My first project was an Everything Cake.
I think that having an Everything Cake in your repertoire is as important as knowing how to bake brownies, which is to say not life-supporting but definitely useful if you enjoy entertaining. The everything refers to the fact that you can serve it with everything, not that it has everything in it. Quite the opposite: 6 simple ingredients that you probably already have. This is not a birthday cake. Not a cake to be layered or frosted. This is a cake that can be served warm or cold, for lunch, brunch, tea or dinner. Serve it with a big glob of fresh whipped cream and sliced strawberries in the summer or a scoop of ice cream for kids. Serve it with fresh diced mango tossed with mint or serve it with a drizzle of spiced cranberry coulis with a dollop of creme fraiche in the fall. Really, anything goes. It is sophisticated and simple and, most importantly, really, really delicious.
The thing to get your head around, the first time you make it, is that the paste you make with the almond flour and egg yolks is pretty dense and a little hard to work with. If working with egg whites causes you angst, I would encourage you to read this entry from The Joy of Cooking website. It gives a good breakdown of terminology and process without being overly scientific and making your eyes pop out of your head.
After conquering the egg white / almond paste thing the only other warning I have is that cooking time and temperature should both be carefully observed. Because the cake is served fairly plain there is no covering mistakes with frosting or layers or fancy flowers. The end result should be a dense cake that is about the color of toasted almonds, lighter in the middle than the outside edge and just the slightest bit resistant when you touch the top to check it for doneness.
It only just dawned on me that the texture is similar to a slump cake – and while I don’t consider my 3-week cooking hiatus a “slump” the coincidence that this is what got me back into the kitchen is definitely not lost on me. Good things are happening now at the stove and in the oven and if only I could finish House of Cards…
- 3 eggs at room temperature - separated
- 175g (6oz) ground almonds
- 150g (5 1/2 oz) caster sugar (1 tablespoon set aside for egg whites)
- 1 teaspoon vanilla
- Zest and juice of one lemon
- Pinch of cinnamon
- Confectioner's sugar for dusting
- Preheat your oven to 180C / 360F. Grease the sides and bottom of a small, shallow cake tin about 7" in diameter. Line the bottom with a disc of parchment paper and grease that as well.
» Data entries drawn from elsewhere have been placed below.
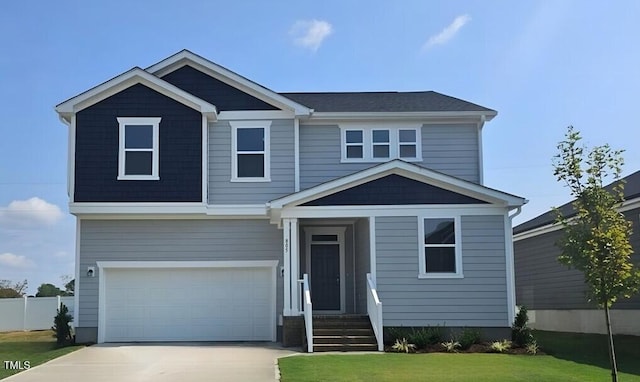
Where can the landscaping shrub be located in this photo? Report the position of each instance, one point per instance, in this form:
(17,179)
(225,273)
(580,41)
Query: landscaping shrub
(425,336)
(469,337)
(532,347)
(501,346)
(392,334)
(521,334)
(61,326)
(403,346)
(451,346)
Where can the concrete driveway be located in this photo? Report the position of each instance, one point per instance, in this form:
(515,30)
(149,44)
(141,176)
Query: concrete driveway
(183,362)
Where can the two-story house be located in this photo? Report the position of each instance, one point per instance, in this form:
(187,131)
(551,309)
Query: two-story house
(210,208)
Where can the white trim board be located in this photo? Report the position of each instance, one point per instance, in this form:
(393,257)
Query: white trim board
(126,80)
(185,57)
(405,169)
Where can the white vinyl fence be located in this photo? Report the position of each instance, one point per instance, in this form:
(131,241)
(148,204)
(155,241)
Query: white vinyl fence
(31,313)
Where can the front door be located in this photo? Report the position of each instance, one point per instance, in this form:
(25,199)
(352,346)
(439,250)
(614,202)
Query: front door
(326,269)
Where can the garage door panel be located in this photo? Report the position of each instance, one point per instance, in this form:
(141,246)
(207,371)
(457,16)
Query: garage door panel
(189,304)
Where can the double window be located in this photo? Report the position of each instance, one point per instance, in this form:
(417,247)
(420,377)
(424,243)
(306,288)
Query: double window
(379,144)
(441,254)
(138,157)
(250,143)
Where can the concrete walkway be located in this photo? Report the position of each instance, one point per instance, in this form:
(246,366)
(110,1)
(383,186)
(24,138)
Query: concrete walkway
(183,362)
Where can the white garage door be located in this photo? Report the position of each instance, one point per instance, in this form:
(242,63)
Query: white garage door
(188,304)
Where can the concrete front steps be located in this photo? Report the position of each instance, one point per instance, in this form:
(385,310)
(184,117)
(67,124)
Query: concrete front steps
(344,333)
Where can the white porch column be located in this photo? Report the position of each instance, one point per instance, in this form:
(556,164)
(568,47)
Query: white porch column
(295,268)
(286,240)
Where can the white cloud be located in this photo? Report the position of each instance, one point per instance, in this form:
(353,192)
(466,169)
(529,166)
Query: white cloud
(310,33)
(29,213)
(15,261)
(447,33)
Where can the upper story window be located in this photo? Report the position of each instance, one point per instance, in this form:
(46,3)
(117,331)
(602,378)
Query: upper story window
(440,248)
(138,157)
(250,150)
(380,143)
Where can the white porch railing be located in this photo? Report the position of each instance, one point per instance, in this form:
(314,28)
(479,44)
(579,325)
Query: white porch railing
(308,312)
(374,309)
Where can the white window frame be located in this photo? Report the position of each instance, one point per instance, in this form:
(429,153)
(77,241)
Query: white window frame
(266,126)
(353,144)
(387,143)
(422,272)
(368,144)
(123,122)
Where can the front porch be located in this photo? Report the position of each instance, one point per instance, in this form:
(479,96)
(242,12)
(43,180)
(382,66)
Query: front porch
(329,292)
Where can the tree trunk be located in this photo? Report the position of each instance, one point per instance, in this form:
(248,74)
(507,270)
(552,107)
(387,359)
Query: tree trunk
(612,350)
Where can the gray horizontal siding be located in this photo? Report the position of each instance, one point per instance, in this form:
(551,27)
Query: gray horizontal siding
(173,240)
(222,191)
(451,149)
(477,300)
(543,283)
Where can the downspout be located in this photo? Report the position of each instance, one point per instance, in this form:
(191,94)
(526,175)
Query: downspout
(511,272)
(483,119)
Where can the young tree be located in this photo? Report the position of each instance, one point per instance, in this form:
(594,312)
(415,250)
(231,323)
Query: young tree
(9,289)
(48,290)
(596,238)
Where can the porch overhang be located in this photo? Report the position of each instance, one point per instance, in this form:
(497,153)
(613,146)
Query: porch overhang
(472,197)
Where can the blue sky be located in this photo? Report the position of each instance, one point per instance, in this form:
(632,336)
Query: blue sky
(542,64)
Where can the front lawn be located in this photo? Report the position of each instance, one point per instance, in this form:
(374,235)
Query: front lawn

- Using a standing mixer fitted with the whisk attachment mix the egg whites at medium speed until they are foamy and holding soft peaks. Then, with the mixer running, add 1 tablespoon of the sugar and continue to whip until the whites are glossy with stiff peaks. Scoop out into a large bowl and set aside.
- Changing the mixer attachment from the whisk to the paddle (but don't worry about cleaning the bowl) add the egg yolks and the rest of the sugar and beat for 60 seconds until the yolks are pale and the sugar has partially dissolved. Add the vanilla, lemon zest, lemon juice and the ground almonds and blend for 2 minutes. It was be a thick paste at this point.
- Remove the bowl from the mixer and fold in a quarter of the egg whites in order to lighten the mixture. Then gently fold in the remaining egg whites. Do not overmix, streaks of white are good.
- Pour into prepared cake tin and bake for 30 minutes. The cake is done when it is just barely firm to the touch and a bit darker on the outside of the cake than in the middle. A little gooey is okay. The finished cake should be the color of toasted almonds in the middle.
- Gently cover with foil for the last 10 minutes of baking if it is getting too brown too quickly.